Wolfsgate CEO Herbert Diess apologized for using the phrase that appeared on the slogan at the gates of the Auschwitz concentration camp, "I am pleased to let you go."

Diess said "Ebit macht frei" during an internal Volkswagent event, compared to the pre-interest earnings and tax cuts, evoking the Nazi slogan "Arbeit macht frei".

The wrong step coincided with the announcement that the US Securities and Exchange Commission had sued VV for the scandal over the deceleration of diesel fuel.

"In fact, it was a very unfortunate choice of words and I am deeply sorry for any unintended pain that I may have caused," Diess wrote in a post on her LinkedIn site. "I would like to apologize completely and completely."

Comments are even more unhappy with regard to the history of Volkswagen. The car was founded by the German government in 1937 to generate a massive car massively, and was originally run by the German Radical Front, a Nazi organization. Volkswagen, whose factory was redecorated during the Second World War for the construction of military equipment and vehicles, today is the largest automotive group in the world with brands including Audi, Bugatti and Porsche.

The term "Ebit macht frei" was made in an internal presentation of management in relation to the operational margins of different brand companies, Diess said.

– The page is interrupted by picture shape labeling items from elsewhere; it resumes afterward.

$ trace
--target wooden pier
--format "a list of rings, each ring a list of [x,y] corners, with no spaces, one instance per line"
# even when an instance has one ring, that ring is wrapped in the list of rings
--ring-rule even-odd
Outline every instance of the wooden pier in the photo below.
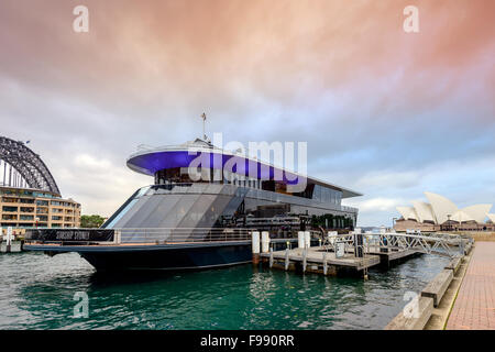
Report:
[[[260,233],[253,232],[253,263],[257,264],[261,260],[271,268],[323,275],[345,273],[367,277],[370,267],[380,265],[388,268],[392,264],[418,254],[452,257],[455,254],[451,249],[452,245],[461,250],[466,248],[461,239],[453,240],[454,242],[450,238],[420,234],[358,232],[329,234],[328,239],[318,240],[319,245],[314,245],[315,239],[310,238],[309,231],[300,231],[297,248],[293,249],[294,240],[284,244],[282,242],[284,240],[274,241],[270,239],[268,232],[263,232],[260,241]]]
[[[322,246],[271,251],[262,253],[261,257],[270,267],[323,275],[360,274],[380,264],[380,256],[376,255],[356,257],[354,254],[345,253],[343,257],[337,257],[336,253],[326,252]]]

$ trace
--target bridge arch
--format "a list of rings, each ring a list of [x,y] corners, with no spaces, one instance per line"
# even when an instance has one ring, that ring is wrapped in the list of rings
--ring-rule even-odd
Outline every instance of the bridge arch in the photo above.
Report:
[[[48,167],[43,163],[40,155],[30,150],[23,142],[0,136],[0,161],[3,162],[3,170],[0,175],[0,178],[3,177],[3,186],[13,186],[12,172],[14,170],[22,177],[29,188],[47,190],[61,196],[58,186]],[[6,177],[7,168],[9,168],[8,178]]]

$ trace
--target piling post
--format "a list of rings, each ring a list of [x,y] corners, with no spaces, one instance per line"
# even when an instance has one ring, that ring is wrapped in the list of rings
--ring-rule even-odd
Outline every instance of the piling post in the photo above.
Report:
[[[12,227],[8,227],[7,228],[7,248],[6,248],[7,253],[10,253],[10,248],[12,245],[12,238],[13,238]]]
[[[285,250],[285,271],[288,271],[288,249]]]
[[[328,263],[327,263],[327,252],[323,252],[323,275],[327,275]]]
[[[305,232],[304,231],[298,231],[297,232],[297,246],[299,249],[304,249],[305,248]]]
[[[268,253],[270,251],[270,233],[268,231],[262,232],[262,253]]]
[[[270,248],[270,267],[273,266],[273,248]]]
[[[305,231],[305,248],[309,249],[311,246],[311,233]]]
[[[304,249],[302,250],[302,273],[306,273],[306,265],[307,265],[307,253],[308,250]]]
[[[363,234],[361,233],[354,233],[354,255],[356,257],[363,257]]]
[[[260,232],[251,232],[252,251],[253,251],[253,264],[260,264]]]

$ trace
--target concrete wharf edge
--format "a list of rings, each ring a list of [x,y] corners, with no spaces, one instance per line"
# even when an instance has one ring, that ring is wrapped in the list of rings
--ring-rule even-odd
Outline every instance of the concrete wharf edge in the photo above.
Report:
[[[440,299],[438,299],[437,307],[433,305],[435,299],[432,295],[429,297],[428,293],[424,296],[421,292],[421,297],[419,298],[419,317],[416,319],[407,319],[405,318],[404,311],[400,311],[386,327],[385,330],[443,330],[447,326],[447,321],[449,319],[450,312],[452,310],[452,307],[455,302],[457,295],[459,293],[459,289],[461,288],[462,280],[465,276],[465,273],[468,271],[468,266],[470,264],[472,255],[471,252],[474,248],[473,245],[470,245],[465,249],[464,256],[458,256],[452,258],[449,264],[444,267],[440,274],[438,274],[427,286],[426,289],[431,288],[431,286],[441,288],[442,284],[444,285],[447,282],[449,282],[449,285],[447,285],[446,290],[442,293]],[[461,268],[462,267],[462,268]],[[449,274],[449,272],[451,274]],[[436,284],[431,285],[433,282]],[[424,289],[424,292],[426,292]],[[447,293],[450,293],[451,299],[450,301],[447,301],[444,296],[447,296]],[[438,296],[437,296],[438,298]],[[422,305],[425,308],[421,309],[421,299],[431,299],[431,309],[426,307],[425,302]],[[447,307],[443,307],[440,309],[439,305],[443,305]],[[436,320],[436,321],[433,321]]]

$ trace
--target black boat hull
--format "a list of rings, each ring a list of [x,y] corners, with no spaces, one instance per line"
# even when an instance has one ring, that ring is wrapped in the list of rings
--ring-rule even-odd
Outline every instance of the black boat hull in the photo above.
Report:
[[[48,254],[77,252],[97,271],[122,270],[201,270],[252,261],[250,241],[121,246],[26,245],[26,250]]]

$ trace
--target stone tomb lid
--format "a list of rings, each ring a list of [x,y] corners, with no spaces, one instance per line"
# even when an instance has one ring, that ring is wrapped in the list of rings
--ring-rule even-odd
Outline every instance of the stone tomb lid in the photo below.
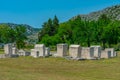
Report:
[[[100,47],[99,45],[94,45],[94,46],[91,46],[91,47]]]
[[[44,44],[36,44],[35,47],[43,47]]]
[[[70,45],[70,47],[80,47],[80,45]]]

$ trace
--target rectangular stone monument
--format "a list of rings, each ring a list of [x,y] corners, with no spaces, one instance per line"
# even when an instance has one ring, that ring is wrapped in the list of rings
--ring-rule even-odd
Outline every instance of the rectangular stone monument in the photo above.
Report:
[[[114,50],[114,48],[107,48],[107,50],[111,51],[111,57],[115,57],[115,50]]]
[[[81,56],[80,45],[70,45],[69,56],[72,57],[72,58],[80,58],[80,56]]]
[[[50,48],[45,48],[45,56],[50,56]]]
[[[110,58],[111,57],[111,50],[105,49],[101,51],[101,58]]]
[[[93,58],[94,49],[90,47],[82,47],[81,59],[94,59]]]
[[[68,45],[67,44],[57,44],[57,56],[64,57],[67,56]]]
[[[12,48],[12,54],[17,54],[17,48],[16,47]]]
[[[45,57],[45,45],[44,44],[36,44],[35,50],[39,52],[39,57]]]
[[[100,46],[91,46],[93,49],[93,57],[94,58],[100,58],[101,56],[101,47]]]
[[[19,56],[29,56],[30,52],[26,52],[23,49],[21,49],[21,50],[18,51],[18,55]]]
[[[12,44],[11,43],[4,45],[4,52],[5,52],[5,54],[9,54],[9,55],[12,54]]]
[[[31,49],[31,56],[34,58],[38,58],[39,57],[39,52],[36,51],[35,49]]]

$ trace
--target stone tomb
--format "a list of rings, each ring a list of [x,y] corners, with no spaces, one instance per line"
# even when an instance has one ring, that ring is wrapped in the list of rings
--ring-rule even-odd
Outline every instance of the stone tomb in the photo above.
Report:
[[[101,51],[101,58],[110,58],[111,57],[111,50],[105,49]]]
[[[107,49],[111,51],[111,57],[116,56],[116,52],[115,52],[114,48],[107,48]]]
[[[93,49],[93,57],[94,58],[100,58],[101,56],[101,47],[100,46],[91,46]]]
[[[12,54],[17,54],[17,48],[16,47],[12,48]]]
[[[67,56],[68,45],[67,44],[57,44],[57,57]]]
[[[72,58],[80,58],[80,56],[81,56],[80,45],[70,45],[69,56],[72,57]]]
[[[39,52],[36,51],[35,49],[31,49],[31,56],[34,58],[38,58],[39,57]]]
[[[94,59],[93,52],[94,49],[91,47],[82,47],[81,59]]]
[[[35,48],[39,53],[39,57],[45,57],[45,45],[44,44],[36,44]]]
[[[5,54],[11,55],[12,54],[12,44],[5,44],[4,45],[4,52]]]
[[[29,56],[30,52],[26,52],[25,50],[21,49],[18,51],[19,56]]]
[[[50,56],[50,48],[49,47],[45,48],[45,56]]]

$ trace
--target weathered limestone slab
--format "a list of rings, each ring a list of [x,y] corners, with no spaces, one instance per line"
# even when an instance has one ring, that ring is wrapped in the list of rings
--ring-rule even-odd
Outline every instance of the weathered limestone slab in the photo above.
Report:
[[[5,52],[5,54],[9,54],[9,55],[12,54],[12,44],[11,43],[4,45],[4,52]]]
[[[50,48],[45,48],[45,56],[50,56]]]
[[[45,57],[45,45],[44,44],[36,44],[35,50],[39,52],[39,57]]]
[[[5,54],[0,54],[0,58],[6,58]]]
[[[93,58],[94,49],[90,47],[82,47],[81,59],[94,59]]]
[[[64,57],[67,56],[67,44],[57,44],[57,56],[58,57]]]
[[[115,57],[116,53],[114,48],[107,48],[109,51],[111,51],[111,57]]]
[[[69,56],[72,57],[72,58],[80,58],[80,56],[81,56],[80,45],[70,45]]]
[[[101,47],[100,46],[91,46],[93,49],[93,57],[94,58],[100,58],[101,56]]]
[[[110,58],[111,57],[111,50],[105,49],[101,51],[101,58]]]
[[[30,52],[26,52],[26,51],[21,49],[21,50],[18,51],[18,55],[19,56],[29,56]]]
[[[17,54],[17,48],[16,47],[12,48],[12,54]]]
[[[35,49],[31,49],[31,56],[34,58],[38,58],[39,57],[39,52],[36,51]]]

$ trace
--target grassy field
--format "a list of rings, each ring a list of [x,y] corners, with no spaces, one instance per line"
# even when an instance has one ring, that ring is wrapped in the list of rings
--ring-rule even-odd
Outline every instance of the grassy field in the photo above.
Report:
[[[0,49],[0,54],[3,54],[4,53],[4,49]]]
[[[120,80],[118,57],[74,61],[62,58],[0,59],[0,80]]]

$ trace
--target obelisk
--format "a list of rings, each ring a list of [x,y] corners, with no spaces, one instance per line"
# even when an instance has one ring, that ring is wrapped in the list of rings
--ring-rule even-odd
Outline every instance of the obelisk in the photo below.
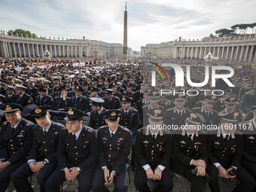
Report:
[[[124,25],[123,25],[123,58],[127,59],[128,47],[127,47],[127,2],[125,2],[125,11],[124,11]]]

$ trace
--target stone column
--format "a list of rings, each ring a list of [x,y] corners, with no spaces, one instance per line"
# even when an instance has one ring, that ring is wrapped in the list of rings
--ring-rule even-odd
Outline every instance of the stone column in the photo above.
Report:
[[[12,44],[13,44],[13,48],[14,48],[14,57],[17,57],[15,43],[12,43]]]
[[[50,44],[49,46],[50,46],[50,55],[51,55],[51,56],[53,56],[53,47],[52,47],[52,45]]]
[[[251,57],[252,57],[252,53],[253,53],[253,49],[254,49],[254,45],[251,46],[251,52],[250,52],[250,56],[249,56],[249,58],[248,58],[248,62],[251,62]],[[256,54],[256,53],[255,53]]]
[[[40,53],[39,53],[39,46],[37,44],[36,44],[36,56],[40,56]]]
[[[12,53],[12,51],[11,51],[10,42],[8,42],[8,48],[9,48],[9,55],[10,55],[10,57],[12,57],[13,56],[13,53]]]
[[[249,46],[246,46],[246,50],[245,50],[245,54],[244,55],[244,61],[247,60],[247,57],[248,57],[248,50],[249,49]]]
[[[41,57],[44,56],[44,45],[42,44],[41,44]]]
[[[73,46],[70,46],[71,57],[73,57]]]
[[[27,47],[28,47],[28,52],[29,52],[29,57],[31,57],[31,54],[30,54],[30,46],[29,44],[27,44]]]
[[[17,43],[17,47],[18,47],[18,52],[19,52],[19,56],[21,57],[21,51],[20,51],[20,44]]]
[[[213,47],[212,56],[215,56],[215,47]]]
[[[221,60],[223,60],[223,56],[224,56],[224,49],[225,49],[225,47],[222,47]]]
[[[75,45],[75,56],[77,57],[77,46]]]
[[[56,44],[54,44],[54,55],[55,55],[55,56],[57,56],[57,50],[56,50]]]
[[[199,52],[199,59],[202,59],[202,55],[203,55],[203,47],[202,47],[202,45],[201,45],[201,47],[200,47],[200,52]]]
[[[230,55],[230,61],[232,61],[232,60],[233,60],[233,50],[234,50],[234,47],[232,46],[231,55]]]
[[[241,50],[240,56],[239,56],[239,62],[241,62],[242,59],[243,47],[244,46],[242,46],[242,50]]]
[[[8,56],[7,55],[7,47],[6,47],[5,41],[3,41],[3,49],[4,49],[4,56],[8,57]]]
[[[58,45],[58,47],[59,47],[59,56],[61,56],[61,53],[60,53],[60,44]]]
[[[33,56],[34,56],[34,57],[35,57],[35,47],[34,47],[34,46],[35,46],[35,44],[32,44],[31,45],[32,45],[32,53],[33,53]]]
[[[82,47],[79,46],[79,57],[82,57]]]
[[[26,56],[26,48],[25,48],[25,44],[23,43],[23,54],[24,54],[24,57]]]
[[[225,60],[227,61],[227,59],[228,59],[228,55],[229,55],[229,50],[230,50],[230,47],[227,47],[227,54],[226,54],[226,59],[225,59]]]
[[[239,46],[237,46],[236,50],[236,55],[235,55],[234,61],[236,61],[238,59],[237,56],[238,56],[238,51],[239,51]]]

In Volkswagen, "brands with higher margins have more freedom within the Group to make their own decisions. My comment is given in this context, "he said.

The Executive Director said his intention was not to express this expression in a way that could be misinterpreted, and he did not consider the possibility of doing so.

"In the past 30 years, Volkswagen has done many activities that made the company, myself and my employees fully aware of the historical responsibility that Volkswagen has in relation to the Third Reich," Diess wrote.

The VV's vigorous Workers Council welcomed Diess's "quick clarification and unequivocal apology" for this remark, adding that memory and responsibility are part of the company's DNA.

Since Diess, 60, assumed the post of general manager in April last year, he has struggled in the past to put on a scandal with 3 1/2 years old diesel. In its latest turnaround, DIK said on Thursday that it was suing the automaker for failing to disclose to investors that its diesel vehicles violated emissions standards.

"Investors did not know that VV lied to consumers to deceive them to buy his" clean diesel cars and lied to government authorities to sell cars in the US that were not in accordance with US standards on emissions, "claims DIK.

VV said that DIK's appeal was "legally and factually wrong" and that the company would be "strongly challenged". The prosecution accused DIK of "hastening to try to extract even more from the company" more than two years after a settlement with the Ministry of Justice occurred.